Yesterday’s gone. Yesterday was decidedly NOT fun.
A series of unfortunate and insignificant monkey wrenches conspired to land me in bed, in my jammies for the better part of the day. Sadly, this was not languorous luxury. It was “the funk,” as we called it as summer camp. Normally, I am a fan of funk. Who isn’t? But not “The Funk.” I don’t want The Funk.
You know how this works. Mothers only get The Funk when their partners are traveling or when they have some big deadline at work or when the laundry is on broken hiatus. My dear, darling husband is not home to be a buffer of sanity, to take my hand as I dangle on the precipice of the edge of reason.
There’s only one choice on a day like that. You grit your teeth and you do it. You crawl off the sofa to brush your teeth, you cringe and hand over the remote, praying they find something they can agree on for ten minutes. You apologize a million times for not being able to limp out the door for the promised bowling excursion. You bite your tongue at the bickering. Yes, even your own.
For every day when the sprites of sibling joy sprinkle favor, when everyone has done at least one thing they want to do, there are as many days when the Ogre takes over. When Mom just can’t make everyone happy, no, not even for a little while. When no one gets what they want. When plans go horribly awry, as is their wont.
I tried to make up for it. I wanted to give the Ogre the night off. After a short, unrestful nap, we filled our water bottles and dumped scooters and roller blades into the car. We drove to the river, so we could burn some energy.
“It will be fun!” I said, unconvincingly. “You’ll love it,” I told them.
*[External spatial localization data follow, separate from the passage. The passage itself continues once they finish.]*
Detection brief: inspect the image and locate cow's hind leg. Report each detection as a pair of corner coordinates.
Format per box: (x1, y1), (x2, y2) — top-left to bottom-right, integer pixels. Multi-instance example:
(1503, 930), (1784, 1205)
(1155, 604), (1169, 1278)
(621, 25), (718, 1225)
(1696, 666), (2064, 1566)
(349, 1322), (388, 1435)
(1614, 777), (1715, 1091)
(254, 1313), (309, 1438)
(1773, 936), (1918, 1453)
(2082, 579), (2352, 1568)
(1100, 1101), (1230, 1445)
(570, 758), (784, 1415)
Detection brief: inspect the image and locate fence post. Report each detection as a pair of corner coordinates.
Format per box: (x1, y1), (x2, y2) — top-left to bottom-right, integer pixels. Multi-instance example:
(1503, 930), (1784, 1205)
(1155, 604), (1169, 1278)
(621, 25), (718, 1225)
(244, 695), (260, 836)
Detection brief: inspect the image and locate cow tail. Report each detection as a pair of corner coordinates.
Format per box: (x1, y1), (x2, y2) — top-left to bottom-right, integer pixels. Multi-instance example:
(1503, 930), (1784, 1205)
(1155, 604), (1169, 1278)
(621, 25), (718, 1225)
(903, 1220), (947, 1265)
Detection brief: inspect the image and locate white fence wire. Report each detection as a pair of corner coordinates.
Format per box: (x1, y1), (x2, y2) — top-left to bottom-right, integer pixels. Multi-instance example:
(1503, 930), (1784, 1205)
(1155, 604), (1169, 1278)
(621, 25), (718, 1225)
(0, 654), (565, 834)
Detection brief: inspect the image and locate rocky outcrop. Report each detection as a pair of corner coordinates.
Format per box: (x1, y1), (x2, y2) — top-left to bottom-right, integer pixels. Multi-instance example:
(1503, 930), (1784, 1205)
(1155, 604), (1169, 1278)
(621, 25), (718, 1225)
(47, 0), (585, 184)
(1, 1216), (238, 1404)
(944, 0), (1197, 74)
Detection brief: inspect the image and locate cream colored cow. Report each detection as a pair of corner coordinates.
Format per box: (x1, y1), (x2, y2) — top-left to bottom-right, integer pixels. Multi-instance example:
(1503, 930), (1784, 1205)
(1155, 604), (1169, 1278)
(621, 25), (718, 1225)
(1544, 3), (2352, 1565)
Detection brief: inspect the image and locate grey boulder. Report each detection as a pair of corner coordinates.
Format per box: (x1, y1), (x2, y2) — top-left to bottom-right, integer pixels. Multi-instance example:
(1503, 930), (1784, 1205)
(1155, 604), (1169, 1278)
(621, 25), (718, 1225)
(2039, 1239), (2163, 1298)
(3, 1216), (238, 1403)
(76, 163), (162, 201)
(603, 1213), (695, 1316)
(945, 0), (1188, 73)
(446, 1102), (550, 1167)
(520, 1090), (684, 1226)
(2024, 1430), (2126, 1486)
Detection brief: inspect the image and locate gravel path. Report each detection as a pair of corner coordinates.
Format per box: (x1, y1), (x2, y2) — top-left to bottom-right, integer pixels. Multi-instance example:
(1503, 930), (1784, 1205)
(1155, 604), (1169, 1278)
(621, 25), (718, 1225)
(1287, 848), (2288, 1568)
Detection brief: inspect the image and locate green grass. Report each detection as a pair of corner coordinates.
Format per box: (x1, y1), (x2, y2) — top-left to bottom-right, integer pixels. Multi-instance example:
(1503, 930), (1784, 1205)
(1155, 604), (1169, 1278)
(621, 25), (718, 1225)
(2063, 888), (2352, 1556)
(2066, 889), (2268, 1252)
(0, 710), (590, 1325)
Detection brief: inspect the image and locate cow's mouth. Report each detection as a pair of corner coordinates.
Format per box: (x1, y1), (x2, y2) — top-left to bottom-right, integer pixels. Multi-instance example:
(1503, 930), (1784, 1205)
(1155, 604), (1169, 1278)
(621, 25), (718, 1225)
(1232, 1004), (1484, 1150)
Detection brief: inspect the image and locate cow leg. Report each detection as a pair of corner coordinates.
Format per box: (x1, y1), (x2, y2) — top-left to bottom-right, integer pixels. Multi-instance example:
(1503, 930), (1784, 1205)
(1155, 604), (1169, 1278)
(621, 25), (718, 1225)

The Ogre does not like taking the day off. I watched the boys scooter off at speeds that made me nervous. I ground my jaw at the complaints of another child who skipped like the arm of a record player in the groove of a album: “It’s hot and I’m tired.”
“Tell me about it,” I mumbled to myself.
I tried to keep four kids from getting killed by the angry and territorial cyclists who always make me twitchy. Then I just settled in and made myself see the golden sun shining off the still surface of the Arkansas River. It was delightful and lovely and the ogre finally took the night off.
Ha ha. Just kidding.
Then one of the boys fell, busting open a great chasm in his face from which blood spurted effortlessly. The other boy got mad that we wouldn’t make it to the park and so he sulked and scooted off back toward the car. At this point, we were a mile and half from the car. Sweat fell in sheets from my forehead as I tried to figure out how to get the kids back to the car, fast, while he basically bled to death. (He didn’t bleed to death; he’s at his house as I type this, sucking down the giant milkshake I bought him.) On our trudge back to the car, I texted my friend who gave me good advice for which I repaid her by texting swears. My heel got a blister the size of a smaller Hawaiian island, which only made me curse the way my running schedule got all jacked up by The Funk.. I walked with one shoe, one bleeding kid, a pair of roller blades and a heaping portion of “I’m so sick of this,” back to the car.
I realized at home that the Ogre had stepped out for a bit. The house was cool and quiet and dark. The kids found a way to laugh at the crazy bad day we had (perhaps the giant milkshakes had something to do with that). As the day closed, I had hope when I could have despaired. Hope for a peaceful sleep, hope for a much better day tomorrow. Hope that despite my worst days as a mom, my children are pretty fantastic. Hope that there is always grace. That I get as many do overs as I get days. And maybe the Ogre will lose my address.